In this paper, we present ESSOT, a collaborative knowledge management platform with a domain-aware SMT system for supporting language experts in the task of translating ontologies. The benefits of such a platform are (i) the possibility of having an all-in-one solution, containing both an environment for modelling ontologies which enables the collaboration between different type of experts and (ii) a pluggable domain-adaptable service for supporting ontology translations. The proposed solution has been validated in two different settings: (i) in a real-world context, namely Organic.Lingua,Footnote 5 from quantitative and qualitative points of view, and, quantitatively only, (ii) on a set of ontologies aiming to evaluate the effectiveness of the SMT service in different domains.

The paper is structured as follow. Section 2 introduces the context of our main use case, the Organic.Lingua project.

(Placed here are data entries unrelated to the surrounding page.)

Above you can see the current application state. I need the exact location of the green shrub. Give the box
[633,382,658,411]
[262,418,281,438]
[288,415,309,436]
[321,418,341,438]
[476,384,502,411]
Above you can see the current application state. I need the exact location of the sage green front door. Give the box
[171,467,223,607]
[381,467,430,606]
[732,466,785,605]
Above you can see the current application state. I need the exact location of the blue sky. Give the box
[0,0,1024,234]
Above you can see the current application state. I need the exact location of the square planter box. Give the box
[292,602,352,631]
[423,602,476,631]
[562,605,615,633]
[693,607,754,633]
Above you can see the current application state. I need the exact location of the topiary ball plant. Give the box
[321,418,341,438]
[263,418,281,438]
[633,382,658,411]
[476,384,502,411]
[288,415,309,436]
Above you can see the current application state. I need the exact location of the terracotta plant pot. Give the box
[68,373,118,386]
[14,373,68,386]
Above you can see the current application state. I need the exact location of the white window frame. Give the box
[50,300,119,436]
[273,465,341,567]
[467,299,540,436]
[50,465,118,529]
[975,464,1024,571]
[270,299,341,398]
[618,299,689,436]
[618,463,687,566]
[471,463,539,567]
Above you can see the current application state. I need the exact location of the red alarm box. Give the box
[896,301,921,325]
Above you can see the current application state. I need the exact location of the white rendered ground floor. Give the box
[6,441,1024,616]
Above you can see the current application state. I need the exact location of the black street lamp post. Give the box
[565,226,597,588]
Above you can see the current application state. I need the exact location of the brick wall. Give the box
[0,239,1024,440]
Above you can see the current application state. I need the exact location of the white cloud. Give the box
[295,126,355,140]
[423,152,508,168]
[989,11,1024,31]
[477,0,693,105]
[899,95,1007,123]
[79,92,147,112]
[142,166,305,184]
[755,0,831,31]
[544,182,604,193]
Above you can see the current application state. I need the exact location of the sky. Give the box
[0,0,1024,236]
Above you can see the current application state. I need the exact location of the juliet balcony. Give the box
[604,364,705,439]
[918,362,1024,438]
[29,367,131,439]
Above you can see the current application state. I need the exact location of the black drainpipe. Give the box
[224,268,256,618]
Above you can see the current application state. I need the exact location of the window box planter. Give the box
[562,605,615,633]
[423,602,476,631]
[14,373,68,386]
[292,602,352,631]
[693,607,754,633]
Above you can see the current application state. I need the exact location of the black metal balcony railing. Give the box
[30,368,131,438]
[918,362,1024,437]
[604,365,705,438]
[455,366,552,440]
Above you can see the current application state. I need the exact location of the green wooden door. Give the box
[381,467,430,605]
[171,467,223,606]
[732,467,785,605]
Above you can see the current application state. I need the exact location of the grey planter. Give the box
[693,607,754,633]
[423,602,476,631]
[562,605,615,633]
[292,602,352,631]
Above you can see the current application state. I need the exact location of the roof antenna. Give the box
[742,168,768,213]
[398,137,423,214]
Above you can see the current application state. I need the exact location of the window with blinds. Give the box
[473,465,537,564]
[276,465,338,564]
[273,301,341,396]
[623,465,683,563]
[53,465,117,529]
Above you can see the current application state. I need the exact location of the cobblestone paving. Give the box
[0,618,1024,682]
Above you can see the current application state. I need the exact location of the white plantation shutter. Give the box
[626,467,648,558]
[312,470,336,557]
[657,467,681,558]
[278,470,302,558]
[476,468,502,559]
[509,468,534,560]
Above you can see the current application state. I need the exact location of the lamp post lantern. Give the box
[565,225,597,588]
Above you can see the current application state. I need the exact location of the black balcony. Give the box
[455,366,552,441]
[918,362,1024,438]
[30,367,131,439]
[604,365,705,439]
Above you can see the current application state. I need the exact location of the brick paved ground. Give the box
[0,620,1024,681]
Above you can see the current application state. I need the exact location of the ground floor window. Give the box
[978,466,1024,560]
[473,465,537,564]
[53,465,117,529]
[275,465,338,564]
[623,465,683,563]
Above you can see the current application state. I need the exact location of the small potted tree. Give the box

Section 3 provides an overview of the ESSOT architecture; while, Sect. 4 focuses on user facilities implemented for supporting the ontology translation task. In Sect. 5 we reported the evaluation conducted on both the translations suggested by the service and the usability of the platform. Finally, Sect. 6 provides a general overview about ontology translation and knowledge management tool; while, Sect. 7 concludes the paper.

2 The Organic.Lingua Project

Organic.Lingua is an EU-funded project that aims at providing automated multilingual services and tools facilitating the discovery, retrieval, exploitation and extension of digital educational content related to Organic Agriculture and AgroEcology. More concretely, the project aims at providing, on top of a web portal, cross-lingual facility services enabling users to (i) find resources in languages different from the ones in which the query has been formulated and/or the resource described (e.g., providing services for cross-lingual retrieval); (ii) manage meta-data information for resources in different languages (e.g., offering automated meta-data translation services); and (iii) contribute to evolving content (e.g., providing services supporting the users in content generation).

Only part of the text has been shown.